The standard VHF APRS RF network uses a 1200 baud over the air data rate which provides a limited amount of data carrying capacity. This means that stations operating on air need to be very aware of the impact that they are creating on that very network.
Finding a balance between sending position packets fast enough to keep the distance between the last known position, and the actual location of the station from being too far apart, and not overloading the RF network can be a tricky proposition.
The process of Dead Reckoning involves knowing not only the last known location of a particular station, but also knowing the course and speed of that station. Given an initial location, with a reported course and speed, one only needs to do a little bit of math where:
Distance = Velocity * Time
Then extrapolating that distance along the vector defined by the course, plotting the station location at that point.
This technique is used quite often in situations such as where an aircraft has gone missing. The search teams will base their search areas using a pattern based on Dead Reckoning the last known course and speed from the last reported position of the lost aircraft.
As the time elapsed from the last reported location/course/speed increases, the ambiguity of the possible location of the Dead Reckoned station also increases. The trick to making Dead Reckoning keep the projected location of station accurate is to have the tracked stations send position/course/speed reports at significant points along their track.
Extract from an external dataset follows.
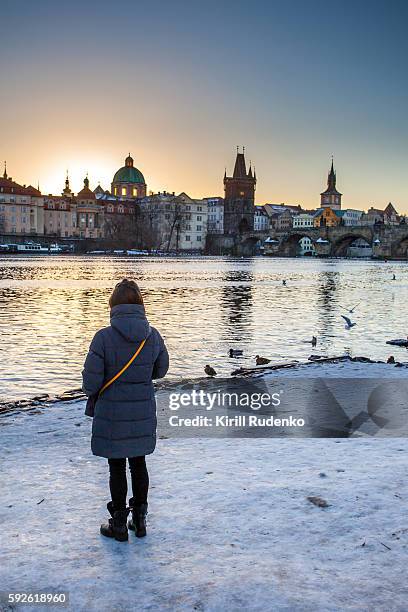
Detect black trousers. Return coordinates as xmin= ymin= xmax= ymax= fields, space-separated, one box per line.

This can be accomplished by using routines such as SmartBeaconing™ or Genius™ that watch for changes in velocity, course, or projected positions to determine when an updated position report needs to be sent.
The combination of an intelligent position reporting decision making routine, along with an observation platform that extrapolates positions between reports means that the observer can have a real time location plot on their local display that depicts a very accurate location for the station being tracked without overloading the local RF network with unnecessary position packets.